This is going to be a very different post that the ones I usually write:
Last year, my cousin Wam was having a reception at her new home in Dar es Salaam, Tanzania. Her husband Dadi, is Tanzanian and a lot of family and friends didn’t make it to their wedding here in Kenya. So, she invited us and we packed up our little monster and headed for the bus at 7:00 in the morning.
When we got to the bus station, there was a man there (dressed as a security guard). His main job seemed to be standing around asking us to leave our luggage by the door before we went in to verify our bus tickets. We didn’t do this because, this is Kenya. This guy got very angry with us when we hauled our luggage into the station. He was shouting things like, ‘why aren’t you listening? Why are you going with your luggage into the station? I have already told you that you should leave you luggage here!’ It was very odd.
After a short while, another man (dressed in the company uniform) came out and started tagging our luggage. He would tie a tag onto the handle of the luggage, and give us the corresponding tag to hold inside our ticket. He did this for all the pieces before putting them into the cargo hold. Martin, my husband and Onyi, my cousin oversaw this process to ensure our luggage made it onto the bus. It did. There were about 20 pieces. (There was 12 of us). Among that, was Kendi’s travel cot.

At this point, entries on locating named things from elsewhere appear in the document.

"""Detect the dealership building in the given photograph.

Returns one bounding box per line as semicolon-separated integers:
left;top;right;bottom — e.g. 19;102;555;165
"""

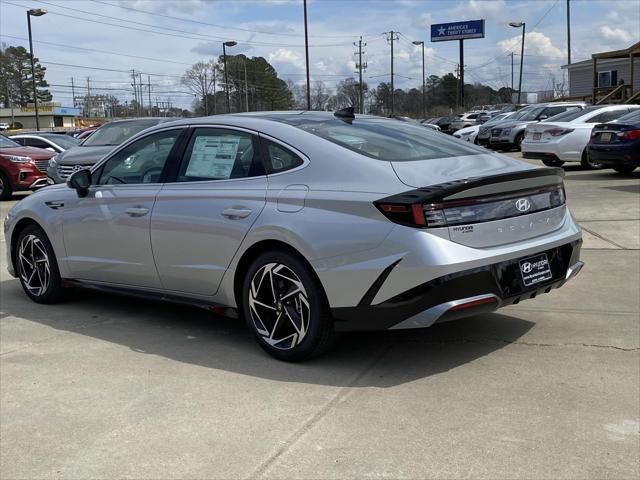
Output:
0;104;80;130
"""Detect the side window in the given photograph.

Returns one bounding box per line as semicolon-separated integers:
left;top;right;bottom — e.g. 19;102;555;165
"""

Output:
98;129;182;185
263;140;303;173
177;128;264;182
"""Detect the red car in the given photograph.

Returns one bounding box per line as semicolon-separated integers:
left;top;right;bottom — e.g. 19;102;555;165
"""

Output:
0;135;55;200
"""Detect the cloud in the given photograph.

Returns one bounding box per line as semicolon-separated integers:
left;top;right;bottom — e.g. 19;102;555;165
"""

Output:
600;25;633;43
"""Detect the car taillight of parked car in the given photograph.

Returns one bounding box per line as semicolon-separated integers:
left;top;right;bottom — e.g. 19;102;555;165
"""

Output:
544;128;574;137
374;185;565;228
616;130;640;140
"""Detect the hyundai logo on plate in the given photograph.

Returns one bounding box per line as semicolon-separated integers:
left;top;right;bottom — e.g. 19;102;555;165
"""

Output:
516;198;531;212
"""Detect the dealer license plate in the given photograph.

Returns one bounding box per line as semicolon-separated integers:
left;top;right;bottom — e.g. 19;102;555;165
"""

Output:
520;253;552;287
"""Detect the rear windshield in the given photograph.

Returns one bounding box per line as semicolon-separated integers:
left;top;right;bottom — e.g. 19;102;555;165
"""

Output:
278;115;482;162
551;105;604;122
614;109;640;123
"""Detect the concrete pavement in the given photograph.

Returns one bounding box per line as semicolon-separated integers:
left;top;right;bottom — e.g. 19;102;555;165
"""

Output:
0;158;640;479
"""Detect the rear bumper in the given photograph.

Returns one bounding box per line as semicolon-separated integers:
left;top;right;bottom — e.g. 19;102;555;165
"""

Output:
332;240;583;331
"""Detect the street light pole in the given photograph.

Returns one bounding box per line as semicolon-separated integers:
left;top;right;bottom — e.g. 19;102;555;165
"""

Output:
222;40;238;113
509;22;526;103
413;40;427;118
27;8;47;131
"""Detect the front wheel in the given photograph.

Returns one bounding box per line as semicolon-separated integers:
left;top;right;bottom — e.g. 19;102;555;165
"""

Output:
613;165;637;175
15;225;64;304
242;251;333;362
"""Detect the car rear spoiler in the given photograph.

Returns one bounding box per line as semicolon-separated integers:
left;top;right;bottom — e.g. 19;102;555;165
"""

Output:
380;167;564;204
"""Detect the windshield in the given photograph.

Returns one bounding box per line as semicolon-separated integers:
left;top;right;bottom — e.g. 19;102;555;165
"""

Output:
614;110;640;123
42;135;80;150
484;113;513;125
82;120;158;147
0;135;21;148
275;115;482;162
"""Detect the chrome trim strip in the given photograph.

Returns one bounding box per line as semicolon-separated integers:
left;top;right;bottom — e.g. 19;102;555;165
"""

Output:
564;261;584;283
389;293;502;330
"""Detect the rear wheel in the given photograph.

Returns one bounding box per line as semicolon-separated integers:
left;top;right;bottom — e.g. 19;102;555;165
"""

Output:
0;172;13;200
542;160;564;167
580;150;602;170
15;225;64;304
242;251;333;362
613;165;637;175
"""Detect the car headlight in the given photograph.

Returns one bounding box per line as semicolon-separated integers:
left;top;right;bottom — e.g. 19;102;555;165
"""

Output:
4;155;33;163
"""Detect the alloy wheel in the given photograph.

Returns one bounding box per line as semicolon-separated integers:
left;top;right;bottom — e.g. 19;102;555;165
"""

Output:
18;235;51;297
249;263;310;350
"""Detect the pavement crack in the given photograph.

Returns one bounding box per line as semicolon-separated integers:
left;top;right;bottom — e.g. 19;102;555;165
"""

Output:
245;346;391;479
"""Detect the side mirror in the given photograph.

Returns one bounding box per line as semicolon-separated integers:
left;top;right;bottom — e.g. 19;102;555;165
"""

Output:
67;168;91;197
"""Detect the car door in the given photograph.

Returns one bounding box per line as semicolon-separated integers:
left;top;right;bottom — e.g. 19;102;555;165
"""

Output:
151;127;267;295
63;128;186;288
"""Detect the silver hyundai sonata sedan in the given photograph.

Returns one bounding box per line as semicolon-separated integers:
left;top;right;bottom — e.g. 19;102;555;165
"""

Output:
4;109;583;361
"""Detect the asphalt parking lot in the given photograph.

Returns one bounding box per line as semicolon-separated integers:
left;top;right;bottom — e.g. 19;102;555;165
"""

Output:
0;154;640;479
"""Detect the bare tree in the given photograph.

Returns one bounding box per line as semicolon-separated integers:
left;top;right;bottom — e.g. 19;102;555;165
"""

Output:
311;81;331;110
181;61;218;115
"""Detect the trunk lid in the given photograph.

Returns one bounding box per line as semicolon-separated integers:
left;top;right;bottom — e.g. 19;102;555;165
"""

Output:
384;159;566;248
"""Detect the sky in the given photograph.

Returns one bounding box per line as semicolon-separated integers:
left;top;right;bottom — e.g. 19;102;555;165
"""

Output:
0;0;640;107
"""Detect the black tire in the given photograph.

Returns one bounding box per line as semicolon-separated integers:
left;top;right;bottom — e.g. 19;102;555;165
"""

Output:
580;149;603;170
542;160;564;167
515;132;524;152
0;172;13;200
14;225;65;304
241;250;334;362
613;165;637;175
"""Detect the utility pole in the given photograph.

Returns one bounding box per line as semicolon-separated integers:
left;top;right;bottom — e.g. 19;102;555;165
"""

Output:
304;0;311;110
509;52;513;103
567;0;571;65
459;40;464;108
84;77;91;117
202;71;209;117
385;30;400;115
131;70;140;115
242;60;249;112
138;73;144;117
71;77;76;108
354;37;367;113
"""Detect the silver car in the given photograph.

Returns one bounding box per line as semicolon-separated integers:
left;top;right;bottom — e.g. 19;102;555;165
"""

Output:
4;109;582;361
489;102;587;150
47;117;173;184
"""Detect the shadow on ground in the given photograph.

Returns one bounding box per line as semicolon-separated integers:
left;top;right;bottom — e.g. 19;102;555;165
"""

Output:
0;280;534;388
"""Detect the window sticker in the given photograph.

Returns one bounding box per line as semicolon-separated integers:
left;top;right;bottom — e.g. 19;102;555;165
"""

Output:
186;136;240;179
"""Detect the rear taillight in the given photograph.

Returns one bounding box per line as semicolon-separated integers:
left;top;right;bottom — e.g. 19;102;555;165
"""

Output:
544;128;574;137
617;130;640;140
374;185;565;228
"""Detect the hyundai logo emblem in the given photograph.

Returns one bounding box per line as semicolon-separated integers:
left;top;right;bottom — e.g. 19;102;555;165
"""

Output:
516;198;531;212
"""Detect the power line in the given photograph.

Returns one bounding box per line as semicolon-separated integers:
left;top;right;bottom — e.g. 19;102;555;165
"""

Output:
91;0;357;38
3;0;356;48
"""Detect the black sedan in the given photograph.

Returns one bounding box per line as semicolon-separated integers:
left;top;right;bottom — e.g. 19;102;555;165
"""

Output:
587;110;640;173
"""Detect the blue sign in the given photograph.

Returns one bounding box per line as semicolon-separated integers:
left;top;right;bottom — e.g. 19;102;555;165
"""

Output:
53;107;80;117
431;20;484;42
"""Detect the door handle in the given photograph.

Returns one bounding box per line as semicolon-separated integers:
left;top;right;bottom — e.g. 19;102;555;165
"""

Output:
222;207;252;220
124;207;149;217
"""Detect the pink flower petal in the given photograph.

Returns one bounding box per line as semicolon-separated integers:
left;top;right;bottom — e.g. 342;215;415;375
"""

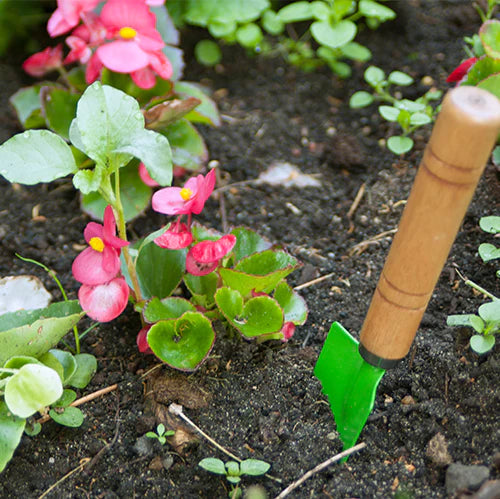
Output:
154;224;193;249
186;248;219;275
71;248;120;286
190;234;236;263
130;68;156;90
136;326;153;354
78;277;129;322
96;40;149;73
139;163;160;187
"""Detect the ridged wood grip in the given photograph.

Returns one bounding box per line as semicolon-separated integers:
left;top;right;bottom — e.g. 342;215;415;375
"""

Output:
360;86;500;368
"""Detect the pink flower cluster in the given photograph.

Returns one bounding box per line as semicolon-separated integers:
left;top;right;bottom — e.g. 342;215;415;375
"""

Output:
152;170;236;276
72;206;129;322
23;0;173;89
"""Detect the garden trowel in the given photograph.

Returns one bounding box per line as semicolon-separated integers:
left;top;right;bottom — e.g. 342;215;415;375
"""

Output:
314;86;500;449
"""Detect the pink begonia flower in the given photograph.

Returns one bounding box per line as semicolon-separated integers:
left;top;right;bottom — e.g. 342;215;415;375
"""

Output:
281;322;295;343
446;57;477;84
72;206;129;286
153;223;193;249
136;326;153;354
139;162;160;187
23;44;62;76
47;0;101;37
152;170;215;215
78;277;130;322
186;234;236;276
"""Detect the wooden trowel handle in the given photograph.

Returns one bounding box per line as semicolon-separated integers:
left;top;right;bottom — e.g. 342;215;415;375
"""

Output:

We took off on the 20 hour journey and when we got to Dar, all the luggage was there EXCEPT the travel cot. We searched everywhere in the cargo hold and after about 10 minutes, it became apparent that it wasn’t there. The bus attendants said that they would keep looking for it and give us feedback in the morning.
Come morning, we called and were informed that they hadn’t found it. Kendi had to sleep on the mattress again that night, and every other night we spent in Dar.
So, when we got back to Nairobi, we called the company and the 6 month run around began:
‘I’m very sorry madam, we will check and get back to you’.
‘I apologize for not getting back to you, we are still checking if the luggage might have been dropped off at Arusha’.
‘It was not dropped off at Arusha, we are rechecking the station in Dar’.
‘It is not in Dar, we shall compensate you’.
‘We can only compensate you if we can prove that the luggage made in onto the bus’.
They are not picking up my calls. They are not replying emails.
Jervis, the manager I met when I finally went to their office down town, made an attempt to look for it and assured me that he would get back to me.
Kendi has a new cot now, she will never know the difference. As for me, I will never travel Modern Coast again.
Is it too much to ask to be compensated for a company’s own negligence?